Hay tanto más en el mundo Rufus: la admiración por Judy Garland, que lo llevó a reproducir uno de sus shows, tema por tema, en el Carnegie Hall; el exceso de sacar un boxset con ¡19 discos! que incluyen todos sus covers, desde “Hallelujah” de Leonard Cohen (¿la mejor versión grabada?, ¿mejor que la muy sobrevalorada de Jeff Buckley?) hasta “Somewhere over the Rainbow” de El mago de Oz, pasando por los sonetos de Shakespeare al piano y algunas canciones explícitas, como “Gay Messiah”, donde es “bautizado en eyaculación”, o “Between my Legs”, donde suelta “lágrimas entre las piernas” en boliches. O la ópera que estrenó en Manchester, Prima Donna, que no gustó mucho a los críticos especializados, pero, ¿hay otro compositor pop que sea capaz siquiera de intentar algo así?

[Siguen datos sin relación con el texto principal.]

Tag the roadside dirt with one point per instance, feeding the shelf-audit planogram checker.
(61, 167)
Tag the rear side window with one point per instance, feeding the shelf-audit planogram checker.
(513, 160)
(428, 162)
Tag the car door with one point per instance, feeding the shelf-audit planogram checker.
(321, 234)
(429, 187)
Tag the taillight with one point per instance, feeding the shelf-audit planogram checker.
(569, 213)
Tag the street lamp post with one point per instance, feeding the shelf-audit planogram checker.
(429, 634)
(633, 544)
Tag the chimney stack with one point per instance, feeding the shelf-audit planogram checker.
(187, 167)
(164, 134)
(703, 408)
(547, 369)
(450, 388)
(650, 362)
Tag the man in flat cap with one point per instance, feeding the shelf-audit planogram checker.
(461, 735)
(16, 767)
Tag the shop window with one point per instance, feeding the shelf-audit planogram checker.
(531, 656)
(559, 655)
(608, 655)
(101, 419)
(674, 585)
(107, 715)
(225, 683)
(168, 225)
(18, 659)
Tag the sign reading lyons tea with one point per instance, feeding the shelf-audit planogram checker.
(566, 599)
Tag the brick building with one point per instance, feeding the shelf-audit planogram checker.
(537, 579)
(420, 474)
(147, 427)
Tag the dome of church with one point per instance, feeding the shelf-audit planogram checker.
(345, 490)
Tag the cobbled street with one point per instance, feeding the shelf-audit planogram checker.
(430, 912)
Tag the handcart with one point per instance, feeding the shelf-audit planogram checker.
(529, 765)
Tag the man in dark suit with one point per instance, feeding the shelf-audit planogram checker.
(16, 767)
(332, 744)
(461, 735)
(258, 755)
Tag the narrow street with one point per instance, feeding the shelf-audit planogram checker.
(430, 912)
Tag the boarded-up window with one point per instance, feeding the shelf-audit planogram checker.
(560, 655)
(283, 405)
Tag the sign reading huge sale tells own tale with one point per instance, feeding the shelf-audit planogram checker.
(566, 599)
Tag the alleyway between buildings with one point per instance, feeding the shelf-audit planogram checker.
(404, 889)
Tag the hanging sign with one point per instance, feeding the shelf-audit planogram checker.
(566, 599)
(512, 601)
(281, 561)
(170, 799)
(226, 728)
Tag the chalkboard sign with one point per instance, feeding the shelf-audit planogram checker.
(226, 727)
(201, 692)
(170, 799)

Y todo en su pop barroco (“popera”, le dice él) con algo de rock y de music hall y de folk y de country –le dicen, ejem, versátil– que a veces ahoga las melodías bajo cuerdas y vientos, pero también desnuda canciones sombrías o frágiles, acompañadas sólo por el piano. Y la voz extraordinaria, con sus inflexiones de extrema ironía o desolada melancolía. La carrera de Wainwright tiene picos y llanuras, pero no hay otro compositor que haya intentado con tanto fervor encontrar la belleza para sentarla en sus rodillas y preguntarse qué hacer con ella. Algo de esa belleza a veces esquiva y a veces atrapada –y conquistada– se escuchará el miércoles cuando, solamente acompañado por piano y guitarra, toque –por primera vez en Buenos Aires– Rufus Wainwright, el niño prodigio que quiso ser una estrella pop y terminó siendo un artista.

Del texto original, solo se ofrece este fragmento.